The authors address two key questions:
- How to address the problem of training and test data distributions being very different (specifically in terms of the features that are useful in the different domains)?
- How to choose the initial domain for which labeled data should be created, so that domain adaptation can be done later with the best performance during adaptation to new domains?
For the first question, the key idea in this paper is a better selection criterion for pivot features used in the structural correspondence learning (SCL) approach to domain adaptation, that has been proposed earlier by the authors.
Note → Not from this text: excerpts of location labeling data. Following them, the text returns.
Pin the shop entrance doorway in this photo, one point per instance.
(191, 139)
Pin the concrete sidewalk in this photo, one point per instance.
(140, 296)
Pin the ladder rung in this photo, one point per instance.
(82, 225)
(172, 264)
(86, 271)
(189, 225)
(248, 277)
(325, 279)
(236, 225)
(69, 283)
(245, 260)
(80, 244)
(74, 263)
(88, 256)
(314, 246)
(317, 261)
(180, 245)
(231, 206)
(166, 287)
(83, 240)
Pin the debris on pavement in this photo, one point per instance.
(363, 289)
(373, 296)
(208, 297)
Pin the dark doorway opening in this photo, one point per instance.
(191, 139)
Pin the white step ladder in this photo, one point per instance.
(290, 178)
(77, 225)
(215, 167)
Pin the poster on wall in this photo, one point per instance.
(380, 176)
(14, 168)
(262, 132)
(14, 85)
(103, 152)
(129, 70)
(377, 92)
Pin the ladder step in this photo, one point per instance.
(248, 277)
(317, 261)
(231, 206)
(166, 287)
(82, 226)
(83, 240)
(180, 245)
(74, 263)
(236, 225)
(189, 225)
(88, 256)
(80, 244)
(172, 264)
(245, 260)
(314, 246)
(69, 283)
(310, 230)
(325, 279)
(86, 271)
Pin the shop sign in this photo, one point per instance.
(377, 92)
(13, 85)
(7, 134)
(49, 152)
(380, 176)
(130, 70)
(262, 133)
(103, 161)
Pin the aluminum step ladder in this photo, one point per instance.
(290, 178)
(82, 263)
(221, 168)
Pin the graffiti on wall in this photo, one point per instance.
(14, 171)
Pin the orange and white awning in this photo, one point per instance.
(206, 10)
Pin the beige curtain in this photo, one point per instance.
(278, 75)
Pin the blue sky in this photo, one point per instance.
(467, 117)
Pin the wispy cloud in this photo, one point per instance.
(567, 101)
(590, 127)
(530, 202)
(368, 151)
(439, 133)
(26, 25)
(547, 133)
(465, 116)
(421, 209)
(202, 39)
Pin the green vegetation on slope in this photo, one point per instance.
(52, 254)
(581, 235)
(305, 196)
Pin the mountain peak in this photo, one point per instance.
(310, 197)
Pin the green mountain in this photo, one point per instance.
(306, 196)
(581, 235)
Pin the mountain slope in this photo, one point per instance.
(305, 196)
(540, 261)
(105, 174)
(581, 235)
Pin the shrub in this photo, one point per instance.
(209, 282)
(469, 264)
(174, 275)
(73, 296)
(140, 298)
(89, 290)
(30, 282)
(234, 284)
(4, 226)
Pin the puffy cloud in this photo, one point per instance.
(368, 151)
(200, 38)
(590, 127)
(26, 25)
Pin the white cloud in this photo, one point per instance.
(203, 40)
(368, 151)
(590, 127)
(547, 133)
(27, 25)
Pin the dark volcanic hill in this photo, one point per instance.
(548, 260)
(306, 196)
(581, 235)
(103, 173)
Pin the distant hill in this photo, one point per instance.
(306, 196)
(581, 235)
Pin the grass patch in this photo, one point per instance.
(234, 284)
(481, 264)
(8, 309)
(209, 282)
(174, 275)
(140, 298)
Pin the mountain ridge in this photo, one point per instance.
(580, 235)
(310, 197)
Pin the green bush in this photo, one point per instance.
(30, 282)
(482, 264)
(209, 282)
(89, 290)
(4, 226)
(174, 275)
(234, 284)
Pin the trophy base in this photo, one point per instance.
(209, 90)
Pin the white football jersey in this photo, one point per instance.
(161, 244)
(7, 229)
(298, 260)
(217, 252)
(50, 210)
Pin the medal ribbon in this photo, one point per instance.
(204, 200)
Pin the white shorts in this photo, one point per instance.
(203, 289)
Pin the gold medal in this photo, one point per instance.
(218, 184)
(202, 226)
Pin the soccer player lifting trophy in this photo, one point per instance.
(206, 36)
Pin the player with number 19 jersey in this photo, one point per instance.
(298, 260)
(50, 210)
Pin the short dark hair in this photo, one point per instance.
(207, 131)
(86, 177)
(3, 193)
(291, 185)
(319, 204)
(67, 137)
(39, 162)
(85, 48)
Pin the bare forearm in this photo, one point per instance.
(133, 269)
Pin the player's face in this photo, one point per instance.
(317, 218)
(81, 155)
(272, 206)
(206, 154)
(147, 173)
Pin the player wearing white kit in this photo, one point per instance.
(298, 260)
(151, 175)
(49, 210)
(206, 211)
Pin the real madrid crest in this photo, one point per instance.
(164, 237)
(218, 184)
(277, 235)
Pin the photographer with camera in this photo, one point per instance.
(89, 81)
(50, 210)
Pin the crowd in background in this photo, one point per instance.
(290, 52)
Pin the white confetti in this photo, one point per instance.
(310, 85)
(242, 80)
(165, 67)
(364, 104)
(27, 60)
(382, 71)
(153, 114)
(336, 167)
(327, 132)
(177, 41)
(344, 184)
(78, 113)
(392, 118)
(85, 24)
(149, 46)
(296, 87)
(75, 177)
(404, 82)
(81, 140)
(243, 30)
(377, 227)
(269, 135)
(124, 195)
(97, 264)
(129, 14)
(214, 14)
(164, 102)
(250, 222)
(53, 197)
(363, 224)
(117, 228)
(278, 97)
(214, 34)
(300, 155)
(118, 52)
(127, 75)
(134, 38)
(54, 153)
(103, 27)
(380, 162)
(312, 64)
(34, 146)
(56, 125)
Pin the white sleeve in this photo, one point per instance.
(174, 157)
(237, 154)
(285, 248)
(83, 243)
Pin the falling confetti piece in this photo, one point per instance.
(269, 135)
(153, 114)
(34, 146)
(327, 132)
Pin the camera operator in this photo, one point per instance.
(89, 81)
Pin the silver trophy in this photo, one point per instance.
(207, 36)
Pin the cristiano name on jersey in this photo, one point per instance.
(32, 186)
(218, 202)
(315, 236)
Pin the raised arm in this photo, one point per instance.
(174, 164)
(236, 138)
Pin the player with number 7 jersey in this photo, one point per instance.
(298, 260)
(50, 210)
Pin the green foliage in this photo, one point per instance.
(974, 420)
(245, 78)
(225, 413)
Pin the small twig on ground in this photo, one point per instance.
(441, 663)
Pivot features are those that are common and important in both domains, and hence can be used for mapping other features across domains -- since, for example, non-pivot features (across domains) that are positively correlated with some common pivot feature would probably be good candidates for feature alignment across domains. In the original SCL paper, pivot features were selected based on frequency, in this paper the authors utilize the idea of doing pivot feature selection using mutual information of the features with labels available in the source domain, yielding a much better set of pivot features.
Evaluation of this new version of SCL (termed SCL-MI) on four product review domains from Amazon (books, DVDs, electronics and kitchen appliances) shows improvements in most cases.
Futher, the authors also show that with the availability of a small amount of labeled data from the target domain, erroneous cross-domain feature alignments produced by SCL-MI can be corrected, to increase performance further.
For the second question, the authors make use of the concept of A-distance (proposed earlier), which takes into consideration only those differences between domains that affect classification accuracy. For a given set of domains, the A-distance (actually its proxy in the form of average per-instance Huber loss) is computed for every pair of domains. This was found to correlate well with the domain adaptation loss -- the larger the distance, the more is the domain adaptation loss across the two domains. Thus, it provides an elegant approach for selecting domains for which labeled data should be created -- the selection should be such that A-distance with domains for which data won't be labeled should be minimized.
Overall this paper represents a significant step in the area of domain adaptation.